И зачем он торопился теперь к ней, злобно порыкивая охрипшей от табака глоткой в унисон ревущему мотоциклетному мотору, он не хотел знать, лишь глубиной души чувствовал, что нужен был ему обычный, визгливый и, может, даже мордобойный, но спасительный, семейный скандал, во время которого только и можно было выплеснуть из себя накопившуюся муть.
Жены не оказалось дома, она ушла, наверное, совсем недавно — на электрической плите стояла кастрюля горячего супа и сковорода жареных толстых жирных брюшков кеты. Скосов не притронулся к еде. Он принялся заглядывать в шкафчики, в стол, под кровать, шарил в гардеробе и в диване. Он надеялся хотя бы найти бутылку, которую основательная супруга непременно должна была где-нибудь припрятать. Но ему вновь не повезло, и он уселся, ссутулившись, на стул и положил подрагивающие руки на колени, пытаясь унять неприятную дрожь, волны которой разбегались по всему телу. Тогда и пришла ему в голову мысль, которую в другое время он счел бы совершено нелепой, и он принялся осуществлять ее — торопливо и бездумно — как осуществляет приготовления самоубийца, сознание которого всецело подчинено одному последнему желанию.
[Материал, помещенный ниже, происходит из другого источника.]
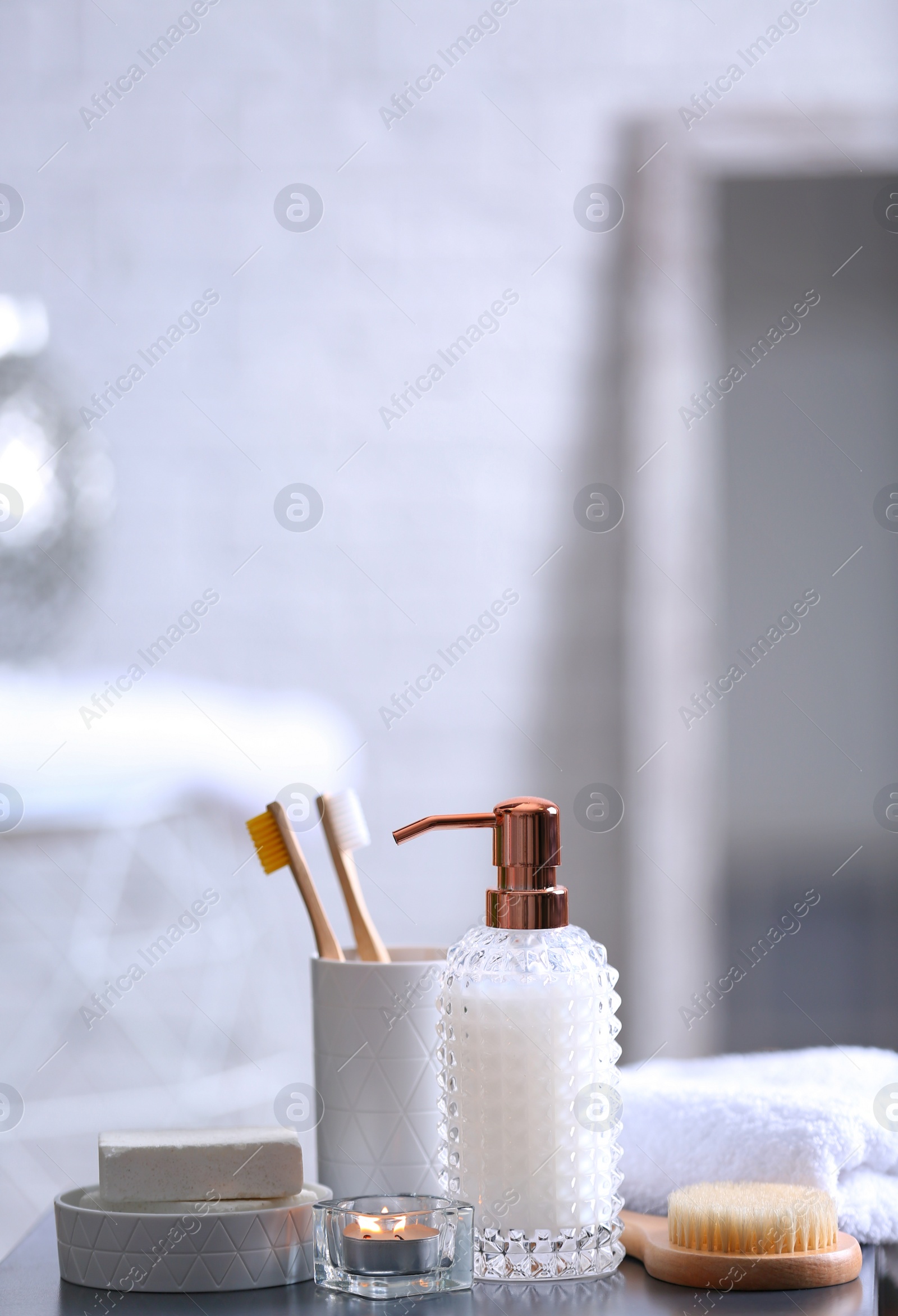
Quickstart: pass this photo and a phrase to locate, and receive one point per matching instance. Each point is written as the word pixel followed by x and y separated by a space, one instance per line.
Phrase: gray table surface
pixel 31 1286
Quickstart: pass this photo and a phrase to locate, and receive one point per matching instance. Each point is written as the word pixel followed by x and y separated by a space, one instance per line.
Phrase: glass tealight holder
pixel 400 1246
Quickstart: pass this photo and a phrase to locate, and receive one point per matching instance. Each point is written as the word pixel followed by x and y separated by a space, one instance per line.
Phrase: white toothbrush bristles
pixel 349 821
Он отыскал в шкафу толстый пакет с семейными фотографиями, вывалил их рядом с печкой-голландкой и принялся кромсать фотографии ножницами, отсекая везде свое изображение от изображений многочисленных родственников и знакомых. И когда все фотографии были пропущены через такое гильотинирование, и собралась небольшая кучка обрезков и карточек с изображением Скосова, включая несколько фотографий, с которых смотрел большими ясными глазами голодный послевоенный мальчишка, Скосов собрал эту кучку, сунул в печь и, предварительно прикурив сигарету, от той же спички поджег. Огонек медленно пополз по краям плотной фотографической бумаги, разросся, и Скосов, не закрывая дверцы, смотрел, как собственное лицо его, размноженное в разновозрастные лики, сходство между которыми ускользало с годами, как лицо это пузырилось, коробилось, чернело. И словно обращалась в пламя та частичка человеческой сущности, заключенная каким-то образом в тончайший слой фотоэмульсии.
Когда пламя опало и по черной золе стремительно побежали красные трескучие волны тления, необъяснимая легкость воцарилась в душе Скосова, легкость, сравнимая с опустошением, как если бы он поднялся первый раз после долгой тяжелой болезни. Ему показалось, что весь он сейчас вывернется наизнанку от этой опустошенности. И пустоту вновь предстояло наполнять какой-нибудь жизнью.
Все это произошло со Скосовым в тот самый день, когда Глушков заступал в караул. А трое суток спустя, к вечеру, когда солдат выбрался из своего укрытия при появлении незнакомого человека в складе и неумело прикуривал сигарету, каждый из них угадал, интуитивно почувствовал потерянность, неприкаянность другого.